The results reveal that more severe inflammation, based on high levels of IL-6 (show IL6 Antibodies), is associated with lower expression of VPAC1 and, conversely, with increased expression of VPAC2 (show VIPR2 Antibodies).
variations at the 3'UTR (show UTS2R Antibodies) of the VPAC-1 gene act synergistically to affect the expression of the luciferase as well as of the GFP reporter genes expressed in HEK293T cells.
These data suggest that VPAC1 overexpression is associated with poorer differentiation of colon cancer, which is likely caused by subsequent EGFR (show EGFR Antibodies) activation in cancer cells.

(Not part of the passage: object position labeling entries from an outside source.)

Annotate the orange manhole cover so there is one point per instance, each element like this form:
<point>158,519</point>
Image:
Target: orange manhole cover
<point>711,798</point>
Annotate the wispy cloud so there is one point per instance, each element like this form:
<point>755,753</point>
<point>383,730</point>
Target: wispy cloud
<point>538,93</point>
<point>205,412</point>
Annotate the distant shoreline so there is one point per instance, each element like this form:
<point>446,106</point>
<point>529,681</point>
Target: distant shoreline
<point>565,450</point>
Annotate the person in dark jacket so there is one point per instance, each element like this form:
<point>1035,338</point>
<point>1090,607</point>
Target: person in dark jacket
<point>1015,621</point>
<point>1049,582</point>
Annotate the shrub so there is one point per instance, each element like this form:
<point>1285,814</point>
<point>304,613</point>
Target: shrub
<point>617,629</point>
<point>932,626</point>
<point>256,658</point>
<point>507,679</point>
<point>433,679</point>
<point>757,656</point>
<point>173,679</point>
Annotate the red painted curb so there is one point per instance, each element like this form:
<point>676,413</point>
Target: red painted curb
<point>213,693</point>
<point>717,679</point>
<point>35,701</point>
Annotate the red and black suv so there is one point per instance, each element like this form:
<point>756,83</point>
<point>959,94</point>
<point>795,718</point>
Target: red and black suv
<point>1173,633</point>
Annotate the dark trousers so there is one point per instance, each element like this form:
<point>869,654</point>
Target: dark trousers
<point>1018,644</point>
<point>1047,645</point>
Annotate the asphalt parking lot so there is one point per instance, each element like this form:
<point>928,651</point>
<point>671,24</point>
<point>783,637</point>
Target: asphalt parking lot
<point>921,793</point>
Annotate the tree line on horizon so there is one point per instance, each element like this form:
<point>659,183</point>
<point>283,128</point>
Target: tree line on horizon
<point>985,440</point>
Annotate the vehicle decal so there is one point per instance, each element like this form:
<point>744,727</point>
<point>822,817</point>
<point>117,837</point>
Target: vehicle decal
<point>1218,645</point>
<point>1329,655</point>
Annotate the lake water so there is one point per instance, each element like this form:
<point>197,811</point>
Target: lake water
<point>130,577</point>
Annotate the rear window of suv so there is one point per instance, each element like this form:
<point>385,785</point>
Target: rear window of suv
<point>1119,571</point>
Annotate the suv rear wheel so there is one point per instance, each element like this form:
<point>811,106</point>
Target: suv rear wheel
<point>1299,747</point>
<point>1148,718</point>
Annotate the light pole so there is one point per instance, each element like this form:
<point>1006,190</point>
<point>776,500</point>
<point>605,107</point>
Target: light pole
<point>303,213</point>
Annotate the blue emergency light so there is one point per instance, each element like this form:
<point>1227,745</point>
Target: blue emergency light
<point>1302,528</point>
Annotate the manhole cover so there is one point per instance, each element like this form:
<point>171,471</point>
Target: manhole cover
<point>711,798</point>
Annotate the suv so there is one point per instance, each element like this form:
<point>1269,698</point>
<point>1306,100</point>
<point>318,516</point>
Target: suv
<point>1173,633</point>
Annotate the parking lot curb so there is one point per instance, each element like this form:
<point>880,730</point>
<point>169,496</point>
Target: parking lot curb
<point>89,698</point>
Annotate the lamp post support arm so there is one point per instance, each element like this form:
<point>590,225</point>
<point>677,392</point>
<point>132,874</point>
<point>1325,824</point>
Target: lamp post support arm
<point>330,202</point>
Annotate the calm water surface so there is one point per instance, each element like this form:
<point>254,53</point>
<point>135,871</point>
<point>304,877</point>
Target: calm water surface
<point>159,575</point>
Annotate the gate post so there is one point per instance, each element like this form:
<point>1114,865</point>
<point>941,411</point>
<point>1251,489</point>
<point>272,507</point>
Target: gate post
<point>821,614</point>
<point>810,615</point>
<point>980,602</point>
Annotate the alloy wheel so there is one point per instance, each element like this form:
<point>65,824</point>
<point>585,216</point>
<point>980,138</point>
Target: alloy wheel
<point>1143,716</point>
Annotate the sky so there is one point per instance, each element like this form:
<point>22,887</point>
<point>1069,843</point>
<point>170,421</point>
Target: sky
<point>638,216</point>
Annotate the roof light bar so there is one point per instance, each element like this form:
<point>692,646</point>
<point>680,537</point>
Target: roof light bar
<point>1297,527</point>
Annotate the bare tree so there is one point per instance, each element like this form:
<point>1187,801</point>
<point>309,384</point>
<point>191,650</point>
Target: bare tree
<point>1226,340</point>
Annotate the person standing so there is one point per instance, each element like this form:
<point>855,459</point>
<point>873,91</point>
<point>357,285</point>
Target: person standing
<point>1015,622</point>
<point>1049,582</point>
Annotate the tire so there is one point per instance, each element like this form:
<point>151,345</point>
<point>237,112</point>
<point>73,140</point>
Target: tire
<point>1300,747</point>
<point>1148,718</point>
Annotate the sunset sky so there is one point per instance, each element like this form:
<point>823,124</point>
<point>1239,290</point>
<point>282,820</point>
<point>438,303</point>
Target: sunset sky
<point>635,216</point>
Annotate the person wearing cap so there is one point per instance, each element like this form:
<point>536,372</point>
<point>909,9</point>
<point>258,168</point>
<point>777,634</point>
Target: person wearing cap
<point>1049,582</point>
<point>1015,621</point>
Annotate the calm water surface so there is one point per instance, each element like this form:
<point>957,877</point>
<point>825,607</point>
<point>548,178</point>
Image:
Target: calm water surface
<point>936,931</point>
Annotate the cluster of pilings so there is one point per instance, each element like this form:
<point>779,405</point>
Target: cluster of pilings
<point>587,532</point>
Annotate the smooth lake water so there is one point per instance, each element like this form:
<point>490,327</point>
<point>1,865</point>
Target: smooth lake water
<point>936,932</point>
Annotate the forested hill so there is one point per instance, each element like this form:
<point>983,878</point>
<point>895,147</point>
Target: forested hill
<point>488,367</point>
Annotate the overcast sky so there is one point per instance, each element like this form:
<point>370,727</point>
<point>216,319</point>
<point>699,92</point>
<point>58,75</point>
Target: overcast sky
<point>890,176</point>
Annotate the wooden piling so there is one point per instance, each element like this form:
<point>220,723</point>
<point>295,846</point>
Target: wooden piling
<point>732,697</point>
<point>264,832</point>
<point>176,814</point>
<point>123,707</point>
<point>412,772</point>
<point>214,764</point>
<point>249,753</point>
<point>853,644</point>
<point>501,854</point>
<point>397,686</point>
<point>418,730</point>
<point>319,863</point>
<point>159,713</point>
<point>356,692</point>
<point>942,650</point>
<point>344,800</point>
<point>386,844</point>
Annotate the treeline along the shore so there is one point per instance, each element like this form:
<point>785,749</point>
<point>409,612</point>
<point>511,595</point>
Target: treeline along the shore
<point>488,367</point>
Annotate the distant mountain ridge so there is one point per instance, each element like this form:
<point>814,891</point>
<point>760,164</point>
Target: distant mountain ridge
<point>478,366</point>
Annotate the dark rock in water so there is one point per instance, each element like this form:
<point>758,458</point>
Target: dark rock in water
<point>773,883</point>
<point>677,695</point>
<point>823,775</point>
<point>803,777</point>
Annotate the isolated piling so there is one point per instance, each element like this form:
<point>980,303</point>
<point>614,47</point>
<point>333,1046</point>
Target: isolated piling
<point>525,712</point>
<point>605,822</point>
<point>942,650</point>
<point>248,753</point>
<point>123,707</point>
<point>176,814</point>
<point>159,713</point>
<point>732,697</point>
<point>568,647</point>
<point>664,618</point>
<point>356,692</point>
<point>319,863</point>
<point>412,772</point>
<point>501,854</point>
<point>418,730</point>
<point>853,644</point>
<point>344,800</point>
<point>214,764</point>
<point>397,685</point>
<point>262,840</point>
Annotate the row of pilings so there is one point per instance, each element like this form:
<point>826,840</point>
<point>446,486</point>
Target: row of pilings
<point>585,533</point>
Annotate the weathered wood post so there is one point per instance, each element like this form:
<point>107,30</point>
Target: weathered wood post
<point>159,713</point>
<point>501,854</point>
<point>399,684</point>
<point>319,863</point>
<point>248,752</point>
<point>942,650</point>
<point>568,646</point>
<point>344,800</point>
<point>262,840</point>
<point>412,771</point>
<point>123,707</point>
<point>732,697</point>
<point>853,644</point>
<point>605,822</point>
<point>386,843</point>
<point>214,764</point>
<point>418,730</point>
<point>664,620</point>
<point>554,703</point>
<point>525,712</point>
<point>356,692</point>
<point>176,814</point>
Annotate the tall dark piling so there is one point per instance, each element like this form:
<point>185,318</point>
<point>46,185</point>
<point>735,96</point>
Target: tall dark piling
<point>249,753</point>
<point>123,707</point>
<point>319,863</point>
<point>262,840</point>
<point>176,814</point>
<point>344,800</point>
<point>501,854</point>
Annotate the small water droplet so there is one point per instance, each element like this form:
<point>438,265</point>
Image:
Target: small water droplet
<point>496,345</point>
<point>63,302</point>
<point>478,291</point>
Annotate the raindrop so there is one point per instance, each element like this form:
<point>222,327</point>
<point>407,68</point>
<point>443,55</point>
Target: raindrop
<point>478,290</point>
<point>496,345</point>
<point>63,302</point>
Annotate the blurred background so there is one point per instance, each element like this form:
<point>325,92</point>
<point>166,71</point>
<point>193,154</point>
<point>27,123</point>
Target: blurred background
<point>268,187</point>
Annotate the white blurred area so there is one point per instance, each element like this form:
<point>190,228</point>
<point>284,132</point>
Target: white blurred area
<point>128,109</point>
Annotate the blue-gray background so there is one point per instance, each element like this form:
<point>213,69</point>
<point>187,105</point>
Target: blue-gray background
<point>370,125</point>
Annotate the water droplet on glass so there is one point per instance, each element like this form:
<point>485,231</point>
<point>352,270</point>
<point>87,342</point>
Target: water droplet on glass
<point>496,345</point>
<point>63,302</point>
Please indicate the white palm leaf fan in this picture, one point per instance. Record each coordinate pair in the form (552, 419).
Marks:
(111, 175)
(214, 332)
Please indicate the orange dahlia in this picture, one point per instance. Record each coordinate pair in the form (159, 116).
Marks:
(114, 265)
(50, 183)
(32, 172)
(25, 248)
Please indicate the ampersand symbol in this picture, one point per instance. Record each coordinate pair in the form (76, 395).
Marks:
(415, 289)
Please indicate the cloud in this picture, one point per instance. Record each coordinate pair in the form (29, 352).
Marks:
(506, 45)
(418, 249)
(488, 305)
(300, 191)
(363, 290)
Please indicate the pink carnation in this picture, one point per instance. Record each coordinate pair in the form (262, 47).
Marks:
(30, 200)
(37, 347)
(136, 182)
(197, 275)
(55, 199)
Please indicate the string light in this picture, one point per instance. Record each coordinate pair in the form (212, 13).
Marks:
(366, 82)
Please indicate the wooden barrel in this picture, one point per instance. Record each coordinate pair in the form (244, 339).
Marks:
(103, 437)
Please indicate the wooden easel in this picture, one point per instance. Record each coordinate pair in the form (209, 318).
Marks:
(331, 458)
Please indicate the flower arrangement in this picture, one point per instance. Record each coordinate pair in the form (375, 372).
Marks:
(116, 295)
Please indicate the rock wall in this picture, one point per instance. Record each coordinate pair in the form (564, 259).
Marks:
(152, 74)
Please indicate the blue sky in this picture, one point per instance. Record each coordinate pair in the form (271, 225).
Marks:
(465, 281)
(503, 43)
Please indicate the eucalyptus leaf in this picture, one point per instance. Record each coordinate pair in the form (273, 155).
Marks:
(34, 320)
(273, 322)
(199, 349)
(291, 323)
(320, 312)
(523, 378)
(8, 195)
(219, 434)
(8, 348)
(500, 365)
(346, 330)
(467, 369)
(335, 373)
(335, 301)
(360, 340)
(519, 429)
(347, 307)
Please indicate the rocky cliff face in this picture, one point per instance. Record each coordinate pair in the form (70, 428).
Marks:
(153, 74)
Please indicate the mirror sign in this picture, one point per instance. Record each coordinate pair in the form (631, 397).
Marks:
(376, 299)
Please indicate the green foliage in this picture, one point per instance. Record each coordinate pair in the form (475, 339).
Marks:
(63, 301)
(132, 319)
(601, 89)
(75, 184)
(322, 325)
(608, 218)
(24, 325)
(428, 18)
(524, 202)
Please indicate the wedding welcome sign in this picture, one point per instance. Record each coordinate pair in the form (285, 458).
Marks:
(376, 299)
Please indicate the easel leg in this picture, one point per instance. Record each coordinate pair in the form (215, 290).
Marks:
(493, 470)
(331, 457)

VIP (show Vip Antibodies) regulates CFTR (show CFTR Antibodies) membrane expression and function in Calu (show CALU Antibodies)-3 cells by increasing its interaction with NHERF1 (show SLC9A3R1 Antibodies) and P-ERM (show ETV5 Antibodies) in a VPAC1- and PKCepsilon (show PRKCE Antibodies)-dependent manner.
VPAC1 receptor has a role in endotoxemia in peripheral blood mononuclear cells
The overexpression of VPAC1 and VPAC2 (show VIPR2 Antibodies) receptors and COX-2 (show COX2 Antibodies) in cancer tissue gives them a potential role as targets for diagnosis of prostate cancer.
hree residues play an important role in VPAC1 interaction with the first histidine residue of VIP (show Vip Antibodies). These data demonstrate that VIP (show Vip Antibodies) and PG97-269 bind to distinct domains of VPAC1
The genetic association reported here indicates that VIP (show Vip Antibodies)/VPAC1 signaling can be a relevant pathway in the pathogenesis of type 2 diabetes in females
silencing of VPAC1 receptor inhibits vasoactive intestinal peptide effects on both EGF receptor and HER2 transactivation and vascular endothelial growth factor secretion in human breast cancer cells
mRNA expression of the VPAC1 receptor was detected in 51% of the tumor specimens, while the incidence of mRNA expression for VPAC2 (show VIPR2 Antibodies) was 46%.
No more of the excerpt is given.